Member of the Illinois Senate from the 3rd district
- In office 1873 – 1880
- Preceded by: William B. Anderson
- Succeeded by: Sylvester Artley

Personal details
- Born: August 15, 1848 County Carlow, Ireland
- Died: February 16, 1916 (aged 67) Chicago, Illinois
- Party: Democratic
- Profession: bricklayer, teamster, lawyer

= Miles Kehoe =

Irish-American politician

Miles J. Kehoe (August 15, 1848 – February 16, 1916) was an Irish-American politician.

==Biography==
Miles Kehoe was born on August 15, 1848, in County Carlow, Ireland, to Arthur and Winnifred (Byrne) Kehoe. The family emigrated to Chicago the following year.
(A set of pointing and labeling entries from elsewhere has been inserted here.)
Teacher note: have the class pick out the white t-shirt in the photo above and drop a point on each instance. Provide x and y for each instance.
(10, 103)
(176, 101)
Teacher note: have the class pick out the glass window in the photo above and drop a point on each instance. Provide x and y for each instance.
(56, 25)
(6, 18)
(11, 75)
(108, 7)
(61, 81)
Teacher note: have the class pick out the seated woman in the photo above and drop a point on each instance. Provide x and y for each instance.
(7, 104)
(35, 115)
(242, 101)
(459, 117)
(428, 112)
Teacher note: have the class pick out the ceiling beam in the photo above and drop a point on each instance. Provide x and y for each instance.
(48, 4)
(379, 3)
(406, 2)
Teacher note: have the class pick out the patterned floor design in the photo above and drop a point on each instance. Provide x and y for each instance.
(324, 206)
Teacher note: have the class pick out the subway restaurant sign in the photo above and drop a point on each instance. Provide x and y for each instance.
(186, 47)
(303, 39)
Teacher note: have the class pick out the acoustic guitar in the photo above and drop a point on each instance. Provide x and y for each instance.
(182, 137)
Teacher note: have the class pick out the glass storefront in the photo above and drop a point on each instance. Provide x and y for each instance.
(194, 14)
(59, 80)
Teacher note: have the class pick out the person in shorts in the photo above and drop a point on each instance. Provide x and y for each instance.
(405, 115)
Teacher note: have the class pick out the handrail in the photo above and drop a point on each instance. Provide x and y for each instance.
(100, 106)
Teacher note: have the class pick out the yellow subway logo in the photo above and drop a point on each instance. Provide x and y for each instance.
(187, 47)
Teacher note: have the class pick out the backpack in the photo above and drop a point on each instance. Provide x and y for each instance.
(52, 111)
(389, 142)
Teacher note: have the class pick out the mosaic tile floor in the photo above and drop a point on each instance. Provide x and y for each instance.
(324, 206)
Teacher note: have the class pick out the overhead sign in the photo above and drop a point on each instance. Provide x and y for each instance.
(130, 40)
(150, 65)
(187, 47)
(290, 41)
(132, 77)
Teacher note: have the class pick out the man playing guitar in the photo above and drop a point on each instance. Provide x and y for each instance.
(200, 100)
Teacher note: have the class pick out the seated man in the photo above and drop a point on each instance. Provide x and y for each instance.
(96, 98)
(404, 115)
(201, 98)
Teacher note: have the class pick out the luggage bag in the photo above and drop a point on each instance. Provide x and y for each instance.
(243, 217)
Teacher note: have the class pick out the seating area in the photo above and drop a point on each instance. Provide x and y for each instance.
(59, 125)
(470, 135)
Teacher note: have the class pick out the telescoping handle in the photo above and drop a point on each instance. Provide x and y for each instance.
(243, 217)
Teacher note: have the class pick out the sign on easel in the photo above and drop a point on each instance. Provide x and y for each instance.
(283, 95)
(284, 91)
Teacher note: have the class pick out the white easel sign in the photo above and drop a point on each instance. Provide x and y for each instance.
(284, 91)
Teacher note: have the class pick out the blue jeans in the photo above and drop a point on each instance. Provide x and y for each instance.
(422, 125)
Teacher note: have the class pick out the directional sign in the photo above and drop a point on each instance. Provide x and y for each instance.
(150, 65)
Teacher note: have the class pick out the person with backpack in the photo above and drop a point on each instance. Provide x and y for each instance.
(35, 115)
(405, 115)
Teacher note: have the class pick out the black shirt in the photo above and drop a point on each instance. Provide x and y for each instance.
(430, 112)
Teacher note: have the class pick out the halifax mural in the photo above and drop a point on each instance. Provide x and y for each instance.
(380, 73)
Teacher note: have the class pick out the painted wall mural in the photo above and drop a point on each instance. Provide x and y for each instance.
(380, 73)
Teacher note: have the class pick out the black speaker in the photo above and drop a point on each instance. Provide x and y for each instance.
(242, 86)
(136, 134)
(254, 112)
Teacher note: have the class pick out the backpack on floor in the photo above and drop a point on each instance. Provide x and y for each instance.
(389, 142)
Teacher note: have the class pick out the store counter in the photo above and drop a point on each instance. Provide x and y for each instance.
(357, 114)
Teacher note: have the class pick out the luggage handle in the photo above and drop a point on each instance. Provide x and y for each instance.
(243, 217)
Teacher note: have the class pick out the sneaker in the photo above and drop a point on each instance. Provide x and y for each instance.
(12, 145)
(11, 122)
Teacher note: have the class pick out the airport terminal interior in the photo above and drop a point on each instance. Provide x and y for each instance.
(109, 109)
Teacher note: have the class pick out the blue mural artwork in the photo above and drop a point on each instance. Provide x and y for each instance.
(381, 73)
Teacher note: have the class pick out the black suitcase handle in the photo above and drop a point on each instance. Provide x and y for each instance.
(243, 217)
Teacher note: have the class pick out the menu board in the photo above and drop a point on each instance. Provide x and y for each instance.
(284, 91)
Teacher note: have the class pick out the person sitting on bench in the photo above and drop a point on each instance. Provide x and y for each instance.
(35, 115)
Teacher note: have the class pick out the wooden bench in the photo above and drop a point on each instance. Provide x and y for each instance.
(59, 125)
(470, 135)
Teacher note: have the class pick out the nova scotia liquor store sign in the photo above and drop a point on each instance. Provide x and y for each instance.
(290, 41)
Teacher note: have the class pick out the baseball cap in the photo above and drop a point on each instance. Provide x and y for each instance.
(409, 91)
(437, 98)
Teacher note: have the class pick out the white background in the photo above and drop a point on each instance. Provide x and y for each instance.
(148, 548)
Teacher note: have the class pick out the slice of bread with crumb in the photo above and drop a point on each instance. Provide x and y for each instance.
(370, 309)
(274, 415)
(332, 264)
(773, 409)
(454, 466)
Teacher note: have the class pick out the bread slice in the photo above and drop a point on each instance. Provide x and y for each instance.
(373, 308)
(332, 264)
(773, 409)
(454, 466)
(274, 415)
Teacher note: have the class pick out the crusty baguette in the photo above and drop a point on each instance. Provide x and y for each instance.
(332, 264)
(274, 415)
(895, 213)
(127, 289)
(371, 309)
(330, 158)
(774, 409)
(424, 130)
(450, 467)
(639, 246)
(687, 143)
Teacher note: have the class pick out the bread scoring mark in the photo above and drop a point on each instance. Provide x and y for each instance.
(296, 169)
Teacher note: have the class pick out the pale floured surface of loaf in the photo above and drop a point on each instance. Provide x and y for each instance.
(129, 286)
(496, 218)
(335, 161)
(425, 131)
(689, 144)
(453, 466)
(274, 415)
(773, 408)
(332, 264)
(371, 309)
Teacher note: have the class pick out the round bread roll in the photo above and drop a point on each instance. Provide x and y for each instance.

Kehoe attended the Foster School, then worked in a brickyard, later joining his father in a teaming business. Kehoe was elected to the Illinois Senate for the 28th Illinois General Assembly in 1872, representing the 3rd district. He was the youngest member ever elected to the state senate at the time.

Kehoe remained in the senate until 1880, serving four years at the chairman of the Committee on Municipalities. In 1878, he was nominated by the Democrats to represent Illinois's 2nd congressional district over incumbent Carter Harrison III, but was defeated in the general election by Republican George R. Davis. Kehoe worked as a law clerk from 1880 to 1886, and was admitted to the bar in 1892. He served as a delegate to the 1892 Republican National Convention, supporting President Benjamin Harrison. In 1895, he was named a Police Magistrate and Justice of the Peace.

Miles Kehoe married Kate Murphy in 1875. His son Arthur T. also entered the law profession. Kehoe was a member of the Ancient Order of United Workmen.